I am not putting down the exos but in my opinion the zoomeds look much nicer. One thing that I noticed is the portion of glass below the vent is shorter on the zoomeds. On the 24" tanks this doesn't matter much but on the 18" exo I have it kinda cuts down on the viewable space. Also, I hear a lot about latches failing on zoomeds, but I have never had any trouble with them, and that is going on over 2 years. My guess is people are breaking them by trying to open them with just one hand, which you cannot do successfully. I do wish that they came in the larger sizes like the exos, but I don’t ever see that happening based on the design. Just my thoughts....


----------



## kyle1745 (Feb 15, 2004)

I can only speak for aquariums and exo terras, but exo terras are great.

You can make about anything work but with hoe much work and money. In the end I have tried a few things over the years and exo terras have been by far the easiest to covert into PDF ready habitats. Little effort and they vent a lot better than aquariums.


----------



## Leidig (Apr 10, 2009)

kyle1745 said:


> I can only speak for aquariums and exo terras, but exo terras are great.
> 
> You can make about anything work but with hoe much work and money. In the end I have tried a few things over the years and exo terras have been by far the easiest to covert into PDF ready habitats. Little effort and they vent a lot better than aquariums.

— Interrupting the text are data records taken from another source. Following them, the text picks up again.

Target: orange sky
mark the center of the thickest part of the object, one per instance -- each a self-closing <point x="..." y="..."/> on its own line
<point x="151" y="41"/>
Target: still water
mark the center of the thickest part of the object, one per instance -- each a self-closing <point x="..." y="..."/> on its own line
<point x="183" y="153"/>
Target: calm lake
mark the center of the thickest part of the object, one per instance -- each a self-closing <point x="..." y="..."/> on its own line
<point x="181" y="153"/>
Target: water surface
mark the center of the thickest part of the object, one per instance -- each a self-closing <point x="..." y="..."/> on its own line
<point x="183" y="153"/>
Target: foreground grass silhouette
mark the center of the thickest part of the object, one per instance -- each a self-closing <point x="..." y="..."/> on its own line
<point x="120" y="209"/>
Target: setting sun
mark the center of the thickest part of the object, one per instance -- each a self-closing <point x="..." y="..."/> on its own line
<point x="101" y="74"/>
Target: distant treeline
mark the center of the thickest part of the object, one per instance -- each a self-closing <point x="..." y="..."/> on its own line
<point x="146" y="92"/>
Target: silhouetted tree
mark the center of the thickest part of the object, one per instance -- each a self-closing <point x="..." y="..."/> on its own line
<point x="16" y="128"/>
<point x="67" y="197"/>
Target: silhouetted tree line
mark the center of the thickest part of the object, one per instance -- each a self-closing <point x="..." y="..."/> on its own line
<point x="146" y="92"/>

I completely agree. Well put.


----------



## RentaPig311 (Jul 6, 2009)

I use Zoomed. They are cheaper than exo's and I prefer the single pane window. In my opinion they just looker nicer than regular aquariums.


----------



## Arrynia (Dec 27, 2009)

Doesnt the front Exo-Terra vent have to be fly-proofed thus rendering it useless for ventilation? What about the slight crack between the doors? And the top screen, can flies get through the mesh?


----------



## calvinyhob (Dec 18, 2007)

Arrynia said:


> Doesnt the front Exo-Terra vent have to be fly-proofed thus rendering it useless for ventilation? What about the slight crack between the doors? And the top screen, can flies get through the mesh?


some screen takes care of the front vent, you can use tubing cut with a slit or i use these from work (Staples Slide-Grip Report Covers | Staples®) the plastic piece (we have black) that holds this all together looks like its ment to be on the front of an exo, top screen is always replaced with glass for me to help keep humidity up


----------



## MeiKVR6 (Sep 16, 2008)

I use both... Front opening stuff makes life SO much easier than reaching thru the top.

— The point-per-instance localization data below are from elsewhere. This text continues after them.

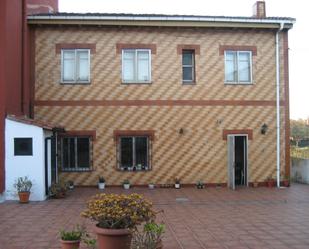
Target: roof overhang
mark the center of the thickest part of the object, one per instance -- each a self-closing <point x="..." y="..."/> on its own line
<point x="160" y="21"/>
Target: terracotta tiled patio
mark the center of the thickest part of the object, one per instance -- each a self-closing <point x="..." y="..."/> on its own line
<point x="208" y="218"/>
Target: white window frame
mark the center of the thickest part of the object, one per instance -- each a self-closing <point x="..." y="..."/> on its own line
<point x="76" y="63"/>
<point x="237" y="56"/>
<point x="189" y="66"/>
<point x="135" y="67"/>
<point x="76" y="168"/>
<point x="134" y="152"/>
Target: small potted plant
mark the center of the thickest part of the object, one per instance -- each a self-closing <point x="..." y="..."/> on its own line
<point x="271" y="182"/>
<point x="200" y="185"/>
<point x="101" y="183"/>
<point x="126" y="184"/>
<point x="58" y="190"/>
<point x="71" y="185"/>
<point x="286" y="181"/>
<point x="117" y="215"/>
<point x="255" y="184"/>
<point x="150" y="237"/>
<point x="177" y="183"/>
<point x="71" y="239"/>
<point x="23" y="186"/>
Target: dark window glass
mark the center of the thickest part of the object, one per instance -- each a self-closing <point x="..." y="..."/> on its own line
<point x="65" y="152"/>
<point x="187" y="58"/>
<point x="83" y="149"/>
<point x="126" y="148"/>
<point x="187" y="73"/>
<point x="188" y="66"/>
<point x="133" y="153"/>
<point x="72" y="153"/>
<point x="75" y="153"/>
<point x="23" y="146"/>
<point x="141" y="151"/>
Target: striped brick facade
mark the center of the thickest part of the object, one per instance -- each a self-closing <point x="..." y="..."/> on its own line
<point x="204" y="110"/>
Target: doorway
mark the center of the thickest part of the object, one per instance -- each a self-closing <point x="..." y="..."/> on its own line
<point x="237" y="160"/>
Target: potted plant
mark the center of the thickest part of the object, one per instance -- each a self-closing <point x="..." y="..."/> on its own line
<point x="255" y="184"/>
<point x="200" y="185"/>
<point x="116" y="216"/>
<point x="71" y="185"/>
<point x="151" y="185"/>
<point x="101" y="183"/>
<point x="286" y="181"/>
<point x="271" y="182"/>
<point x="71" y="239"/>
<point x="126" y="184"/>
<point x="177" y="183"/>
<point x="23" y="186"/>
<point x="150" y="237"/>
<point x="57" y="190"/>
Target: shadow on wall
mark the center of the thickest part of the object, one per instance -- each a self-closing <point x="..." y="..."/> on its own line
<point x="300" y="170"/>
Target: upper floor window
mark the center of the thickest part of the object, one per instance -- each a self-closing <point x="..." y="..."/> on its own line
<point x="188" y="68"/>
<point x="76" y="153"/>
<point x="23" y="146"/>
<point x="75" y="65"/>
<point x="136" y="65"/>
<point x="238" y="67"/>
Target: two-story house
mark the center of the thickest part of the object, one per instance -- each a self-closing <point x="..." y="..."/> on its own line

Even front conversion kits often end up MORE expensive than a ZooMed. (20G high aquarium $30-$40 + conversion kit ~$27 + shipping both + silicone + time) 
Whereas a 12X12X18 ZooMed of similar size = $50.00

The vent under the glass in a ZooMed terrarium isn't open enough for most flies to escape and the gaps between the glass is VERY small... The top has a couple spots for wires - but electrical tape covers that easily. 

My vote is for ZooMed - Although I don't have experience with Exo - I'd imagine it's very similar.


----------



## Arrynia (Dec 27, 2009)

I would love to use a Zoomed instead but none of the local pet stores carries them, only Exo's.


----------



## d.crockett (May 27, 2009)

Arrynia said:


> I would love to use a Zoomed instead but none of the local pet stores carries them, only Exo's.


Check with some of the larger chains. (I can't believe I am advocating this??) Petco has carried them for a while, and my local Petsmart is even carrying them now instead of Exos.


----------



## Arrynia (Dec 27, 2009)

I did, but the closest Petco is like 2.5 hours drive for me. Not sure if I want to make that kind of drive.


----------



## d.crockett (May 27, 2009)

Arrynia said:


> I did, but the closest Petco is like 2.5 hours drive for me. Not sure if I want to make that kind of drive.


If you are not opposed to having it shipped try thatpetplace.com. Right now there is a $5.99 flat rate on shipping, including oversized items. I have had three shipped through them with no damage. (knock on wood)


----------



## nurse3766 (Apr 8, 2010)

i just ordered a zoomed 18x18x18 from here Pet Supplies, Pet Accessories, & Pet Toys For Your Dog, Cat, Bird, Reptile, Fish or Small Pet free shipping


----------



## angry gary (Dec 9, 2009)

i currently have all three in use. all have advantages and disadvantages that have been covered pretty good here. i had heard about the bad latches on the zoo meds. i recently bought a zoo med and two exo's from a person on craigslist. the zoo med's latch was half broken,( which wasn't brought to my attention before i drove a couple hours to pick them up). i simply called zoo med and they had a new latch assembly to me in less than three days. excellent customer service in my opinion and in my experiences. that goes a long way with me. 

AG


----------



## Steph_vet (Feb 9, 2010)

What about the ENT ones? They look really cleverly designed but i understand its hard to get hold of them outside Germany and its border countries.


----------



## Dane (Aug 19, 2004)

MeiKVR6 said:


> I use both... Front opening stuff makes life SO much easier than reaching thru the top.
> 
> Even front conversion kits often end up MORE expensive than a ZooMed. (20G high aquarium $30-$40 + conversion kit ~$27 + shipping both + silicone + time)
> Whereas a 12X12X18 ZooMed of similar size = $50.00


I'm certainly biased, but as far as bang for your buck, I'd say for rack setups it's cheaper to go conversions. A 12 x 12 x 18 zoo med is closer in volume to a 10g (10 x 12 x 19), so; $15 x 4 for the tanks, plus $24 x 4 for the kits, plus ~ $12 in shipping, and a $5 tube of silicone comes to $173 vs. $200 or more for the equivalent in exos/zoo meds which will probably require some modification for darts.


----------